El tribunal fundamenta su decisión en las evidencias digitales extraídas de los teléfonos móviles de las víctimas y en el testimonio "sólido y persistente" de tres alumnas del centro donde trabajaba el docente durante el curso 2023-2024. Según la sentencia, el profesor creó una identidad ficticia en redes sociales para contactar con ellas, manteniendo conversaciones con un claro trasfondo sexual que incluían propuestas de encuentros físicos.
El 'child grooming' como eje de la condena
La resolución judicial subraya que el acusado buscaba ganarse la confianza de las menores mediante una estrategia de seducción virtual.

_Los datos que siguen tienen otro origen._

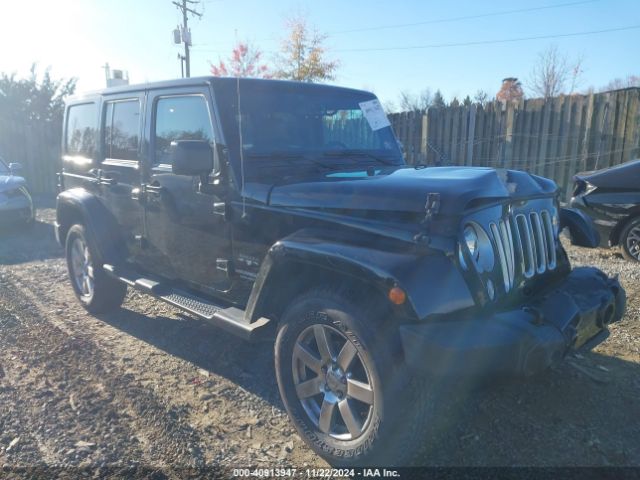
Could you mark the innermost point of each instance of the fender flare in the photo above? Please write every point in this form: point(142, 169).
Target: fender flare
point(432, 282)
point(77, 205)
point(581, 228)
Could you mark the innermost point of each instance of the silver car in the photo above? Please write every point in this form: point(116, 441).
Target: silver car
point(16, 205)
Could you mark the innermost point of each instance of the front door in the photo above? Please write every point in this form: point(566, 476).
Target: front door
point(119, 171)
point(188, 239)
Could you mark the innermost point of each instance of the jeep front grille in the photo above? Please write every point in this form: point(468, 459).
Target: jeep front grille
point(504, 242)
point(526, 241)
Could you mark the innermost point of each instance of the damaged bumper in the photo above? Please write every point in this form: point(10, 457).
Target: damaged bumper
point(573, 315)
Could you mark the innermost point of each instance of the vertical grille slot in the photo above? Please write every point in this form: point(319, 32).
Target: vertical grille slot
point(547, 225)
point(539, 241)
point(527, 241)
point(503, 237)
point(525, 246)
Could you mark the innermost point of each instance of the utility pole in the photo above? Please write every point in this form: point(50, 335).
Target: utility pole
point(186, 35)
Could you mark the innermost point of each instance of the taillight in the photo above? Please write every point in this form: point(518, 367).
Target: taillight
point(582, 187)
point(579, 187)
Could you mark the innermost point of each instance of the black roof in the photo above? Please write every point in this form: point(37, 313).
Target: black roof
point(209, 80)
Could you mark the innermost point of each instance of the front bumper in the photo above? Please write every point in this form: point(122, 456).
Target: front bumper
point(521, 342)
point(15, 210)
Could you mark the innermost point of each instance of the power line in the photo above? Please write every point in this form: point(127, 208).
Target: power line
point(450, 19)
point(488, 42)
point(186, 34)
point(465, 17)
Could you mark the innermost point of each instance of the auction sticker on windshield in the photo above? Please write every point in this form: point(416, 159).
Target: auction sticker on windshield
point(374, 114)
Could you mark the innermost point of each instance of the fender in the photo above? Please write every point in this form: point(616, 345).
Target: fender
point(581, 228)
point(431, 280)
point(78, 205)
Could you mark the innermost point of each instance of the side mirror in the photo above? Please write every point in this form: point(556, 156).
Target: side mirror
point(15, 168)
point(581, 228)
point(191, 157)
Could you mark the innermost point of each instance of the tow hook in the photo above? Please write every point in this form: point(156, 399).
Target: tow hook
point(538, 318)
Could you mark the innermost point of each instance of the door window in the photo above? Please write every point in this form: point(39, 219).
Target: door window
point(122, 130)
point(180, 118)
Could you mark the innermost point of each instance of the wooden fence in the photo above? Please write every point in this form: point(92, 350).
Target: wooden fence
point(37, 147)
point(555, 138)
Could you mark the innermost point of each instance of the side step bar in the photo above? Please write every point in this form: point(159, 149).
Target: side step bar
point(230, 319)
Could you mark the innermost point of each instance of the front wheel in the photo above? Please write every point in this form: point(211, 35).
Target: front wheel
point(97, 292)
point(344, 388)
point(630, 240)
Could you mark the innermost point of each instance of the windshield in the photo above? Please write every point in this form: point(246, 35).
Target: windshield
point(304, 126)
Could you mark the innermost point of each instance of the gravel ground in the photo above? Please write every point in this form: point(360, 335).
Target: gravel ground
point(148, 386)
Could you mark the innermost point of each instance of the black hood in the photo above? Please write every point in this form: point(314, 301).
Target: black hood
point(620, 177)
point(405, 189)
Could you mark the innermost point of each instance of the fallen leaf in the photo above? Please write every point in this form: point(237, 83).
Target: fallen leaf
point(13, 443)
point(83, 444)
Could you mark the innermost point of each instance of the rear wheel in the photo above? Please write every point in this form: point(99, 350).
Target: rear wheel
point(348, 395)
point(97, 292)
point(630, 240)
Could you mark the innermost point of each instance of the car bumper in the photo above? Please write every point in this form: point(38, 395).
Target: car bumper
point(521, 342)
point(603, 223)
point(16, 210)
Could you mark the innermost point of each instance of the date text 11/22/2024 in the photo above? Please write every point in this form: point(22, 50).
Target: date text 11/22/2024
point(316, 473)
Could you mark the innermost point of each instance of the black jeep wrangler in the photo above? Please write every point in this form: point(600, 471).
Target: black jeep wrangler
point(282, 210)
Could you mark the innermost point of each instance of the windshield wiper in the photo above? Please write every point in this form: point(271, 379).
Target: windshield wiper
point(289, 158)
point(358, 153)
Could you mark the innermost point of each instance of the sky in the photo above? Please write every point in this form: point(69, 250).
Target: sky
point(463, 45)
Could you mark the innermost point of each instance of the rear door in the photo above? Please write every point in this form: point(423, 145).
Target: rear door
point(191, 242)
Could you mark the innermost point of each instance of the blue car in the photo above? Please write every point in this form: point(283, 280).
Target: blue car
point(16, 205)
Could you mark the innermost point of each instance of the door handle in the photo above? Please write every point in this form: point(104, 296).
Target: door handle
point(136, 194)
point(154, 189)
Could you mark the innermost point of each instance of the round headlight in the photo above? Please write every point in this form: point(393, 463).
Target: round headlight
point(471, 239)
point(480, 247)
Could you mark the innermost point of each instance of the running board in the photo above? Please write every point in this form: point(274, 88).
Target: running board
point(231, 319)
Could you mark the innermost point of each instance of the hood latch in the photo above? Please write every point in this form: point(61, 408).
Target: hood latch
point(432, 206)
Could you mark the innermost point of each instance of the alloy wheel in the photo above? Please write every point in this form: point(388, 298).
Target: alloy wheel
point(332, 382)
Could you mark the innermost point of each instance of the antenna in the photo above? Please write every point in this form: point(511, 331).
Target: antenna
point(244, 199)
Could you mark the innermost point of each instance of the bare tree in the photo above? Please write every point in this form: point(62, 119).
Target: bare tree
point(619, 83)
point(438, 100)
point(245, 61)
point(551, 73)
point(481, 97)
point(575, 75)
point(411, 102)
point(510, 91)
point(303, 54)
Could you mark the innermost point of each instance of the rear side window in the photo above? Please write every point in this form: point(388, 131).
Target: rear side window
point(122, 130)
point(180, 118)
point(81, 130)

El tribunal destaca que el profesor introducía expresiones impropias de la relación docente-alumno, llegando a sugerir citas para dar paseos en coche o moto y refiriéndose a las niñas como posibles "sugar babies".
Para la Audiencia, concurren todos los elementos del artículo 183.1 del Código Penal: contacto telemático, propuesta de encuentro y actos materiales dirigidos al acercamiento. Aunque las citas no llegaron a consumarse gracias a la intervención de la dirección del centro escolar, la justicia considera que el "cerco de seducción" fue real y delictivo.
Amenazas para ocultar las pruebas digitales
Además del acoso y el acercamiento, el docente ha sido condenado por intentar coaccionar a sus alumnos. La sentencia considera probado que el profesor envió correos electrónicos exigiendo la eliminación de las capturas de pantalla de los móviles. En dichos mensajes, el acusado advertía de supuestas consecuencias legales si no destruían las evidencias, buscando infundir temor para proteger su anonimato y evitar la acción de la policía.
La condena incluye, además de la pena de cárcel, 4 años de libertad vigilada y 20 días de localización permanente por un delito leve de acoso. No obstante, la sentencia no es firme y puede ser recurrida ante el Tribunal Superior de Justicia del País Vasco (TSJPV).